Pollock described the project involving people from different disciplines as having gone “wonderfully well” and said the biggest surprise was just how much work would be required to catalog and install the exhibition.

“When we first visited with Jan Broske, she really opened our eyes to the whole museum experience process,” Pollock said. “When we were making the labels, Chandra had us boil down the descriptions into words that nonspecialists or people outside the discipline would understand.”

For Reedy, the collaboration between students and staff from different units who would not ordinarily work together also showcases the evolution of computer technology as part of the historical process from an anthropological perspective.
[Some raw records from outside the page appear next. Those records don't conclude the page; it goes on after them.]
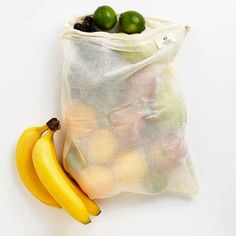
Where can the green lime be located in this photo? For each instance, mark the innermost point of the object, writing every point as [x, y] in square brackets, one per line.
[105, 17]
[132, 22]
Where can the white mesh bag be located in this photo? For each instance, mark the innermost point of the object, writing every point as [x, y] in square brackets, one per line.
[124, 112]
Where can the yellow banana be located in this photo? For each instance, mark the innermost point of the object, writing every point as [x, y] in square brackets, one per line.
[25, 166]
[91, 206]
[52, 176]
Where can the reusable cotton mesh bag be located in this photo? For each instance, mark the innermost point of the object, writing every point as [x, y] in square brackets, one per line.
[124, 112]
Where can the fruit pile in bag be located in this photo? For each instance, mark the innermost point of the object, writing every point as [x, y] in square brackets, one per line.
[122, 106]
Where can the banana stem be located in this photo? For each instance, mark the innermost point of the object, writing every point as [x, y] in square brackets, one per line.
[53, 124]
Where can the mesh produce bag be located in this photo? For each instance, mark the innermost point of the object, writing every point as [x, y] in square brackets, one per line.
[124, 112]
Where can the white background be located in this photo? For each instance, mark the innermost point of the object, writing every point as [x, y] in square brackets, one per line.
[30, 65]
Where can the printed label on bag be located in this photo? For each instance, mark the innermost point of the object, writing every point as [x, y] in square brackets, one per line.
[165, 40]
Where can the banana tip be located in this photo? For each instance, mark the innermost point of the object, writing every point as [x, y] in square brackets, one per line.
[53, 124]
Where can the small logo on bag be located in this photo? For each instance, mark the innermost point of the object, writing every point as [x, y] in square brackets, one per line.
[165, 41]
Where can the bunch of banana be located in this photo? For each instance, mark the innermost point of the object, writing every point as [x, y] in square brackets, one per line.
[44, 177]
“I have an interest in past technologies,” Reedy said. “The Computing Museum at the University of Delaware represents the history of the transition of different technologies over time, and it is nice that we had an anthropology student involved in the project.”

A pair of sculptures created by students in the College of Arts and Sciences were unveiled at the exhibit--Siliconous Graphicous, made of steel and mortar, by junior Charles Mahley, and Reconnect, graduate student Ronald Longsdorf's six-foot-plus steel and resin vertical column of Macintosh and PC parts cloaked in a configuration of connecting cables.

“As the collection grew, we had these piles of computer equipment. I was a bit skeptical about the whole thing, but David Meyer [assistant professor of art] came up with two students who were really interested in doing the sculptures,” Reedy said. “ I love the sculptures.”

Being involved in the exhibition and creation of the sculptures was an opportunity for both students to address issues of layout and function while working with their peers from other disciplines, Meyer said.

“Artists work with different tools, and the computer also is a tool,” Meyer said. “This is a nice way for different academic areas to come together. Hopefully it will bring students together and get them to start a debate about art.”